Your child has been found to have reduced vision in one eye. This is called Amblyopia.
His/her treatment will require patching.
WHAT IS EYE PATCHING?
Eye patching is a treatment for amblyopia or lazy eye. This is a condition when one eye does not develop normal eyesight. Patching of the dominant (good) eye helps the weak eye get stronger. The treatment can work very well when patching instructions are carefully followed. The best time to use eye patching to correct amblyopia is during early childhood (the earlier the better).
WHY DO I NEED TO PATCH?
Patching is a technique used to treat amblyopia (also known as ‘lazy eye’). Amblyopia develops when one eye is used more than the other. This causes the other eye’s vision to be weak or poor. Patching the good eye forces the use of the weak eye and encourages the development of better vision.
Glasses may also be prescribed to treat any focusing problems, but patching may still be required to treat the amblyopia. Amblyopia cannot be corrected with surgery. Surgery may be performed to straighten the eyes, and patching may still be required before and/or after surgery. If amblyopia is not treated, it may result in a permanent and serious visual loss in one eye, it may affect depth perception, or it could result in a lifetime of poor vision if the good eye becomes diseased or injured.
WHAT KIND OF EYE PATCH SHOULD MY CHILD USE?

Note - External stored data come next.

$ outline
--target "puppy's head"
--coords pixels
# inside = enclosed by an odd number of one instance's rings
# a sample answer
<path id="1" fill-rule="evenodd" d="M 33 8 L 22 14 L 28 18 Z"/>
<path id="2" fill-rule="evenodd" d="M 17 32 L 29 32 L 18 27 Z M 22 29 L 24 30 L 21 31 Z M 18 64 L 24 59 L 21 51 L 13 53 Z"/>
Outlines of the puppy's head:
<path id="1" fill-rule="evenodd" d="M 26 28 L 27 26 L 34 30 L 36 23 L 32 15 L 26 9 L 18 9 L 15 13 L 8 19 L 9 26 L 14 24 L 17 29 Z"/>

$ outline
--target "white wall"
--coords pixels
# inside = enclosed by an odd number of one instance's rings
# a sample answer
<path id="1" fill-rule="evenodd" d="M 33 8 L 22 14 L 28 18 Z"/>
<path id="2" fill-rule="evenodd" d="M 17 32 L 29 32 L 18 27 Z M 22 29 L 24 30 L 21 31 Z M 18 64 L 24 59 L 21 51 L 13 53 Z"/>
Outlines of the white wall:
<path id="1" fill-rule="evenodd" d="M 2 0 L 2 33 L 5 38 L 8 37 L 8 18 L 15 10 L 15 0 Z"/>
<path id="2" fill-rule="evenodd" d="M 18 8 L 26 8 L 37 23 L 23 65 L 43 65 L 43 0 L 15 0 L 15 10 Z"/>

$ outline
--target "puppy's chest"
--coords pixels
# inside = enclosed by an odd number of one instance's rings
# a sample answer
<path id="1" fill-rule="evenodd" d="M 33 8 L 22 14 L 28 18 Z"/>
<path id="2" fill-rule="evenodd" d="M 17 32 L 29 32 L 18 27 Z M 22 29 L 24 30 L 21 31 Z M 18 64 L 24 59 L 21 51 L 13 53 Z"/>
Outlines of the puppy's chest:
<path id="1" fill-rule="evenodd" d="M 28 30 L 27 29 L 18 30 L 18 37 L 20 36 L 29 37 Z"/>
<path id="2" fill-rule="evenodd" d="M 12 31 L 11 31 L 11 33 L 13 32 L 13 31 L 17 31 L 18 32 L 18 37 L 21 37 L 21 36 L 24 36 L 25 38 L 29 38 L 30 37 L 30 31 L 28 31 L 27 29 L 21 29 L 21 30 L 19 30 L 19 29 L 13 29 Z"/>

The best kind of eye patch is an orthoptic patch with adhesive on the back (similar to a plaster). You should put the patch directly on your child’s skin around his/her strong eye. Some children are sensitive to the adhesive. If your child has this problem, you can try a few things including:
- Make sure you are not leaving the patch on overnight.
- Use a warm facecloth or sponge to wet the patch before removing it.
- Switch to a different brand of adhesive patch.
- Cut various holes or sections from the adhesive portion of the patch. Ensure the patch remains secure and doesn’t
- Try ‘pre-sticking’ the patch to clothing or your arm to reduce the amount of adhesive before applying.
- Apply a thin layer of ‘milk of magnesia’ to the area of skin to which the patch is applied. Let it dry and then attach
the patch to this area. This will protect the skin and enable the patch to come off easily.
- If all else fails; you can try an alternative form of patch rather than the adhesive type.
Another type of patch is made of material. This can be used over glasses but in order for this type of patch to work well the glasses should fit tightly and the cloth should not have any holes.
HOW LONG WILL MY CHILD NEED TO PATCH?
The amount of patching therapy required is different for each child. Your child’s vision may improve a few weeks after starting patching but it may take many months for the best results. There are many factors that can influence the amount of treatment needed. Some of these include: age (in general the younger the child and the earlier treatment is started the less time it should take to improve vision) and severity (some types of amblyopia are more difficult to treat than others).
Your doctor or therapist will prescribe either full-time or part-time patching of the stronger eye during the day. Once vision has improved or stabilised, patching will be tapered slowly to prevent relapse. Sometimes the vision in the weaker eye can deteriorate and the amount of patching may need to increase again, because of this it is important to have vision checked on a regular basis. Unfortunately not all children’s vision will improve with patching. After a reasonable period of compliant patching it may be advised by your doctor to stop patching.
WHEN SHOULD MY CHILD WEAR AN EYE PATCH?
Your child should wear the patch during the daytime when he/she is awake. There are often questions about whether children should patch at school or at home: this should be decided on an individual basis.